Blackout (Deluxe Edition)

Blackout (Deluxe Edition)

By the time Blackout came out in the autumn of 2007, Britney Spears’ story had been picked nearly clean by media outlets and online tongue-waggers—the paparazzi followed her to take a seemingly infinite number of photographs, which would become fodder for bloggers and pundits, which would cause more demand for photos, the cycle quickly—and endlessly—repeating itself. Spears’ fifth album and first since 2003’s In The Zone leans into the narratives swirling around her both lyrically and musically, with references to “Miss Bad Media Karma” (as she calls herself on the hiccuping “Piece of Me”) accompanied by glitchy electro-pop that feel propulsive even while being draped in a last-call haze. “Gimme More”, with its opening declaration of “It’s Britney, bitch”, sets the tone, its bouncing-ball beat (laid down by Timbaland associate Nate “Danja” Hills) accompanying a Spears vocal performance that straddles the line between playful flirtation and heated come-on.

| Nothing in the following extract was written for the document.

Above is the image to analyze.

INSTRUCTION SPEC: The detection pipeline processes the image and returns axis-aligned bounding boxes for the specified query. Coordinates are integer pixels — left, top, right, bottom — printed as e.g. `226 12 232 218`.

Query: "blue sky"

Pop titans Nelly Furtado and Justin Timberlake had delved into clubland’s darker side on their mid-2000s releases, and the meta-narratives surrounding Spears added an edginess to Blackout that its sonics—courtesy of high-end producers such as Danja, “Toxic” architects Bloodshy & Avant, pop-R&B collective The Clutch and futurist duo The Neptunes—bolstered. Spears doesn’t exist at the centre of Blackout as much as she hovers overhead, her pitch-shifted wails and clipped sighs giving a futuristic feel to tracks like the laser-cut “Hot As Ice” and the seductive “Get Naked (I Got a Plan)”; “Heaven On Earth” is the closest thing Blackout has to a love song, its sumptuous synth-pop revelling in “the palest green” of a paramour’s eyes. For the most part, Blackout is focused on the club, a full-album update of Spears’ 2001 Neptunes production “I’m a Slave 4 U” that periodically winks at the chaos surrounding the pop supernova as it dances the night away.